Imaging in vivo: watching the brain in action

Key Points

  • In vivo imaging has been central to biology from its beginning, with optical imaging being the best compromise between damage and resolution.

  • Through the application of multi-photon excitation, high-resolution imaging has become possible in scattering tissue such as the brain.

  • This has enabled the imaging of cellular activity in the intact cerebral cortex both in single-cell compartments and populations of neurons.

  • Careful attention to experimental parameters is needed to reliably detect action potentials.

  • In addition to the detection of neural activation on the millisecond scale, multi-photon microscopy can be used to measure the morphological stability and plasticity of neuronal processes on the time scale of months right down to the single-spine and single-synaptic-bouton level.

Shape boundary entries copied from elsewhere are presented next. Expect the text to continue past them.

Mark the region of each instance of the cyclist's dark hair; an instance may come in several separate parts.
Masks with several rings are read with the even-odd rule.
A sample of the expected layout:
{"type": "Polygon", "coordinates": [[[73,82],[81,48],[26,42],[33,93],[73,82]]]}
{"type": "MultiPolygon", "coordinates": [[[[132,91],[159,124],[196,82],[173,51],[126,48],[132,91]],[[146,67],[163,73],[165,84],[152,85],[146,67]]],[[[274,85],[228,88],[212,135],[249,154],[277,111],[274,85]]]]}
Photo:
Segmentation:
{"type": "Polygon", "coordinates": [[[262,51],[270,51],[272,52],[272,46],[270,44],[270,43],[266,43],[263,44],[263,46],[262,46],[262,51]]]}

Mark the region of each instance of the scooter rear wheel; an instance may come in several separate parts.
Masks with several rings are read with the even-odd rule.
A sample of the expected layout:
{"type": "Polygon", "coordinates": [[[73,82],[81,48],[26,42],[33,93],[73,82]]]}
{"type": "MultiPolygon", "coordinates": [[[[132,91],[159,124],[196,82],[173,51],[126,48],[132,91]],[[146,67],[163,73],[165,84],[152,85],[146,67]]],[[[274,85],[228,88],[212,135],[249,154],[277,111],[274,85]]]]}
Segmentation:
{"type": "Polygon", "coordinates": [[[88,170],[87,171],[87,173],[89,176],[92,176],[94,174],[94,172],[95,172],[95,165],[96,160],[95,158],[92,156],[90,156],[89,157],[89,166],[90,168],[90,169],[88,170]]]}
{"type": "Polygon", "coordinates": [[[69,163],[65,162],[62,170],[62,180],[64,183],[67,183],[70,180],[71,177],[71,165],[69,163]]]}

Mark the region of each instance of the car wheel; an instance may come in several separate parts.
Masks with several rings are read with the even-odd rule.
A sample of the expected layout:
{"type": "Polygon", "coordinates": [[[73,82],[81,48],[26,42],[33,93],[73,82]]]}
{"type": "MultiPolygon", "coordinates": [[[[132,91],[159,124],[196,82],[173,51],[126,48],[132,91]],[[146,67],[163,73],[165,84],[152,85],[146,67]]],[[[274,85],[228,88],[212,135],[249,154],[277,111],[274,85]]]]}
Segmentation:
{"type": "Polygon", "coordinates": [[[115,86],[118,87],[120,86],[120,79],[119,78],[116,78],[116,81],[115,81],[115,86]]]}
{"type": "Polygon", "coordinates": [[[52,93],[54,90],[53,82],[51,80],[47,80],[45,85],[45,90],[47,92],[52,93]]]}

  • In the future, multi-photon imaging should enable the detection of signalling in neuron populations distributed in all three spatial dimensions and in behaving animals.


The appeal of in vivo cellular imaging to any neuroscientist is not hard to understand: it is almost impossible to isolate individual neurons while keeping them and their complex interactions with surrounding tissue intact. These interactions lead to the complex network dynamics that underlie neural computation which, in turn, forms the basis of cognition, perception and consciousness. In vivo imaging allows the study of both form and function in reasonably intact preparations, often with subcellular spatial resolution, a time resolution of milliseconds and a purview of months. Recently, the limits of what can be achieved in vivo have been pushed into terrain that was previously only accessible in vitro, due to advances in both physical-imaging technology and the design of molecular contrast agents.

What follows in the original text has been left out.